İbrahim Özdemir
Doç. Dr., Bingöl Üniversitesi, İlahiyat Fakültesi, İslam Hukuku Ana Bilim Dalı
Associate. Prof., Bingol University, Faculty of Islamic Sciences,
Department of Tafsir - Bingöl, Turkey
ibrahimpalevi@hotmail.com
ORCID: 0000-0001-8119-1520
Geliş Tarihi: 04.03.2019, Kabul Tarih: 23.04.2019
DOI: 10.34085/buifd.535495
Kelamcılar yetkin sıfatlarla muttasıf olan Yüce
Yaratıcıya ait bütün fiillerin, kulları ilgilendiren birçok dinî ve dünyevî değer
taşıdığı konusunda hemfikirdirler. Ancak onlar bu değerlerin bilinme yolunun
vahiy mi akıl mı olduğu hususunda ihtilaf etmişlerdir. Onlar, daha çok hüsün-kubuh
adıyla bilinen ve usul, ahlak, fıkıh ve diğer birçok bilim dalındaki tartışmalara
da uzanan bu meselede iki temel görüş belirtmişlerdir.
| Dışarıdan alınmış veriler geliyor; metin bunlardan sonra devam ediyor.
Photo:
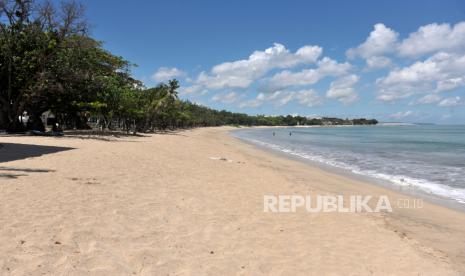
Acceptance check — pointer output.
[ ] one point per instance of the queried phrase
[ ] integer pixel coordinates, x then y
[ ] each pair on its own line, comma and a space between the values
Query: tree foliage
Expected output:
48, 62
Farklı teolojik düşüncelerden
ve epistemik argümanlardan kaynaklanan bu ihtilaf, insana ilişen ilahî
fiillerin temellendirilmesinde (ta‘lîl) de kendini göstermektedir. Çoğu kelamcı,
dinî hüküm ve tekliflerin ancak vahiyle birlikte varlık bulacağını, Yüce
Yaratıcının tüm fiillerinin hikmete uygun tecelli ettiğini/edeceğini, maslahatı
içerdiğini ve bunun da ilahî rahmetin bir tezahürü veya muktezası olduğunu
söylemektedir. Başta Mu‘tezile olmak üzere bazı kelamcılar ise birtakım aklî
değer ve yargıların zarûrîlik ve önceliğinden hareketle
bütün ilahî fiillerin hikmet ve maslahatları ihtiva etmesinin Yüce Yaratıcıya vacib
olduğunu ileri sürmektedirler. Bu kelamcılar ilahî hikmet ve adaletin ancak bu
şekilde tahakkuk edeceğini, aksi takdirde anlamsızlığın (abes) söz konusu
olacağını söylemektedirler. Mu‘tezilenin benimsediği hüsün-kubuh anlayışı, tarihi
süreç içerisinde iki farklı aşama (zâtî, izâfî) geçirmiş ve her biri farklı
birtakım argümanlarla savunulmaya çalışılmıştır. Mu‘tezilî kelamcılar ilahî
fiillerin kullara dönük birtakım maslahatlarla gerekçelendirilmesi bağlamında
ilahî hikmet ve adalet argümanlarına sıklıkla başvurmanın yanı sıra, birtakım aklî
ve naklî delillere de başvurmuşlardır. Mu‘tezile, fiillerde içkin
olan değerlerin ontolojik kaynağı hakkında Eş‘arîler ve Mâtürîdîlerle aynı
düşünürken, bu değerlerin epistemik kaynağı hususunda onlardan farklı
düşünmektedir. Çalışmamızda bütün bu hususlar, ilk elden kaynaklara
başvurularak incelenmekte ve Mu‘tezilenin anılan kelamcılarla ayrıştığı ve kesiştiği
hususlar objektif bir biçimde irdelenmektedir.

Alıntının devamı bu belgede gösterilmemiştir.